First Cricket World Cup final won by a “super over”
- Who
- England, New Zealand
- What
- First
- Where
- United Kingdom (London)
- When
- 14 July 2019
The so-called “super over” – six balls of bat-swishing mayhem to determine the winner of a tied match – was used for the first time in an ICC World Cup final when England took on New Zealand in cricket’s showpiece One-Day International at Lord’s, London, UK, on 14 July 2019. Remarkably, after both teams had posted scores of 241 in the 50-overs-per-side match, they fought out another tie in the “super over”, with New Zealand (15 for 1) replying to England’s 15 without loss. In a frenetic finale, the hosts were declared the winners after scoring more boundaries than New Zealand in the regulation match and the “super over” combined (26 to 17).

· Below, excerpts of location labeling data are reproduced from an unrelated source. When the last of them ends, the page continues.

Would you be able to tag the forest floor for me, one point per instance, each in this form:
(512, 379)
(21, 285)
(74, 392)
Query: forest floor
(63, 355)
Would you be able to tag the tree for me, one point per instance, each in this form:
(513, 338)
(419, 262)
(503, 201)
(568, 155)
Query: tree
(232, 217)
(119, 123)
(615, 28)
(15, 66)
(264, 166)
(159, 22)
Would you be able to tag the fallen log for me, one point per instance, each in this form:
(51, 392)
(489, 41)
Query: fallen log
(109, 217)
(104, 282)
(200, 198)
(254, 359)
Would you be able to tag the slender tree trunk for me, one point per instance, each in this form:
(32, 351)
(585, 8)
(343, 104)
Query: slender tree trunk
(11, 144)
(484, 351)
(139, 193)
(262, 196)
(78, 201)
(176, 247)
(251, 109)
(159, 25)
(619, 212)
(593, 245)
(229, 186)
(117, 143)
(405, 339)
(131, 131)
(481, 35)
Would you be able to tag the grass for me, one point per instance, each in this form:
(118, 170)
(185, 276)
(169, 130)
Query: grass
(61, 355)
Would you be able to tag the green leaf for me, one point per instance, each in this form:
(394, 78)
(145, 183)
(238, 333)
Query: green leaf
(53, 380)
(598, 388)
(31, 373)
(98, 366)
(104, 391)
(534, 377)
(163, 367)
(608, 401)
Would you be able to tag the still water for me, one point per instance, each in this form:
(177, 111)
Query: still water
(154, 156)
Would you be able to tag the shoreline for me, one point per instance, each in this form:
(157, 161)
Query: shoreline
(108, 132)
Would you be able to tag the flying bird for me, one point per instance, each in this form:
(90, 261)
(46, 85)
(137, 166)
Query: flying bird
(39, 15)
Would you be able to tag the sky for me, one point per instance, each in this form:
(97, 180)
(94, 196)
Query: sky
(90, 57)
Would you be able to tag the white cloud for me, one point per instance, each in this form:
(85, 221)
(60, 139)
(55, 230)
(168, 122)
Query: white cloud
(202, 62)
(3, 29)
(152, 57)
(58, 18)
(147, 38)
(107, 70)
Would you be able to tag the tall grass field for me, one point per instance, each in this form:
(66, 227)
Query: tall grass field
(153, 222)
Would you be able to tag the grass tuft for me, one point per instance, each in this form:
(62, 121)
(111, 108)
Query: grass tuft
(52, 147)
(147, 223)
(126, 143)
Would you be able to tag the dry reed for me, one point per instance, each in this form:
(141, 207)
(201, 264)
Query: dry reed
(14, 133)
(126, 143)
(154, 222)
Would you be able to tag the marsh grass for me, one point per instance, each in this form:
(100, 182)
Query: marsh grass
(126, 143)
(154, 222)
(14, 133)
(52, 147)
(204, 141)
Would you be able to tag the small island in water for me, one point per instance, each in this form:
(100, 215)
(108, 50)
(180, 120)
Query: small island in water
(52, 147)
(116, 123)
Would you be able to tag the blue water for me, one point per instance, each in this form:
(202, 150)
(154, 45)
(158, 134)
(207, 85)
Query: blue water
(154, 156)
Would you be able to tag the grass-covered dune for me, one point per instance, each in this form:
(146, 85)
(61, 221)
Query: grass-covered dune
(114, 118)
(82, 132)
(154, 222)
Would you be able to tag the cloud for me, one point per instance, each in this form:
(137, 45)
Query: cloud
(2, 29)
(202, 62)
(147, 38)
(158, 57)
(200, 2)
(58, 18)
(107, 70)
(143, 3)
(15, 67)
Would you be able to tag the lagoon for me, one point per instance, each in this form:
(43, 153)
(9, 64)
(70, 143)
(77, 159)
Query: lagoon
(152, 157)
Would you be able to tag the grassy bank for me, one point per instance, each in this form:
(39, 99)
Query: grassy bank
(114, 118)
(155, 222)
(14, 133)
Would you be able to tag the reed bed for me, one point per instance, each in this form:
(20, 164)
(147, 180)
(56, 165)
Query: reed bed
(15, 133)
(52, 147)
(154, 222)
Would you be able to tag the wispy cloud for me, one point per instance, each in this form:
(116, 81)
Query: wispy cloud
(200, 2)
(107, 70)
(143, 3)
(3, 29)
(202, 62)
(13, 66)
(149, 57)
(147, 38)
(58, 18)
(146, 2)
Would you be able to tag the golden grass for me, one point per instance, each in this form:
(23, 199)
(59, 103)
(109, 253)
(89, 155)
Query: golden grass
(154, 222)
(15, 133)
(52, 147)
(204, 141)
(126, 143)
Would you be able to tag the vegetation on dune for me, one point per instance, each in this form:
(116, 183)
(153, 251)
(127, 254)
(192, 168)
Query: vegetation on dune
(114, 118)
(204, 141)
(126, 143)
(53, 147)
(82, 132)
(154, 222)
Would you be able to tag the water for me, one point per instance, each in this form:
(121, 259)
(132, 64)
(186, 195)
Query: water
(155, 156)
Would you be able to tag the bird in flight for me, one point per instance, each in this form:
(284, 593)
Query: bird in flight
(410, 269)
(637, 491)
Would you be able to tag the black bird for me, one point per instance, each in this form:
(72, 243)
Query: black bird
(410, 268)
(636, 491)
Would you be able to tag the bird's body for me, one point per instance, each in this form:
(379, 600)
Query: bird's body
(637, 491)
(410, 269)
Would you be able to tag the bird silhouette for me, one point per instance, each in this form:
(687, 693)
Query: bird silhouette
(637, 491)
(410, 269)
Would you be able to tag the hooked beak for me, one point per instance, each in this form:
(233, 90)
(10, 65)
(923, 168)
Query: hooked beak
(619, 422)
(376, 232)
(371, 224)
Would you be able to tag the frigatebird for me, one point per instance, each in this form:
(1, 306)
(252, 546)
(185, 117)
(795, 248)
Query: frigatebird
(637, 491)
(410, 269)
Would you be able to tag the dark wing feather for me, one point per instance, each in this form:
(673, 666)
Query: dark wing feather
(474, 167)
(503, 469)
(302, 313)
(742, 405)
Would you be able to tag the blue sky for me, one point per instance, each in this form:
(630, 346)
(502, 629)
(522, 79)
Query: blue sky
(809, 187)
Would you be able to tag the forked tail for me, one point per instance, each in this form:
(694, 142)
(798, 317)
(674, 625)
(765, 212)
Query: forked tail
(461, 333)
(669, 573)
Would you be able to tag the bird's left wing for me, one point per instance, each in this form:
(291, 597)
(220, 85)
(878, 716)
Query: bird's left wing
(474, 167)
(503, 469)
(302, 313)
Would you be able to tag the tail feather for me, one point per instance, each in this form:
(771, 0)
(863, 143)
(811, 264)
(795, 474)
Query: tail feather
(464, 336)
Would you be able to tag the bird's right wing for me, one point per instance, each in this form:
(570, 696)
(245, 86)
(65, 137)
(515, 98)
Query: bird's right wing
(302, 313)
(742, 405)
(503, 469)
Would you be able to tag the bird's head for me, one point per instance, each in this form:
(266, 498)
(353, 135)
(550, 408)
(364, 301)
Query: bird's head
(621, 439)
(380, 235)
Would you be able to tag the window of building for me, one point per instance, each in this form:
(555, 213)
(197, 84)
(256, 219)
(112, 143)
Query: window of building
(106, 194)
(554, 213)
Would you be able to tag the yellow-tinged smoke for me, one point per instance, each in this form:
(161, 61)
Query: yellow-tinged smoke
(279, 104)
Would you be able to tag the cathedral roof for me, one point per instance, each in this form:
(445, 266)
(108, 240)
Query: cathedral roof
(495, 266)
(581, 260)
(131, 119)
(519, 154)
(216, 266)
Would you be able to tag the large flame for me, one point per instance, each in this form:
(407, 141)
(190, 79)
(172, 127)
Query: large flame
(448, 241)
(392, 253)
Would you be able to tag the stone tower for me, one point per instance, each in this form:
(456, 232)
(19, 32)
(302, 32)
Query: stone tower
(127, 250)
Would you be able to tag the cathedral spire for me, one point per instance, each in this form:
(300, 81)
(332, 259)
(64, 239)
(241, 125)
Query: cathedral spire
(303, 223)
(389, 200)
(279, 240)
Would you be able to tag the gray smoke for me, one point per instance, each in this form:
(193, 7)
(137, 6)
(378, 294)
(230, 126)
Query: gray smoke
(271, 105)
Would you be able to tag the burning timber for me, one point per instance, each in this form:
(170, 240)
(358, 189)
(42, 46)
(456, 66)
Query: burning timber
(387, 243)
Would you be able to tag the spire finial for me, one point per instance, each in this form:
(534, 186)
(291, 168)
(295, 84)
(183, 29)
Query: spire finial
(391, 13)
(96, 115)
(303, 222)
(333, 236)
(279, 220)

The “super over” was introduced to limited-overs cricket in 2008 and the World Cup specifically in 2011 (some 36 years after the first ICC World Cup was staged in 1975), although it wasn’t utilized until the England-New Zealand final in 2019. The “super over” replaced the stump-shattering “bowl-out” to separate teams after a tied match.
The 2019 World Cup final was the first-ever One-Day International to be decided by a “super over”, although it had previously been used in women’s and men’s Twenty20 Internationals as far back as 2010.
England’s “champagne super over” (as it was dubbed by the sports press), bowled by Jofra Archer, secured the hosts’ first-ever World Cup triumph after falling at the final hurdle on three previous occasions (1979, 1987 and 1992).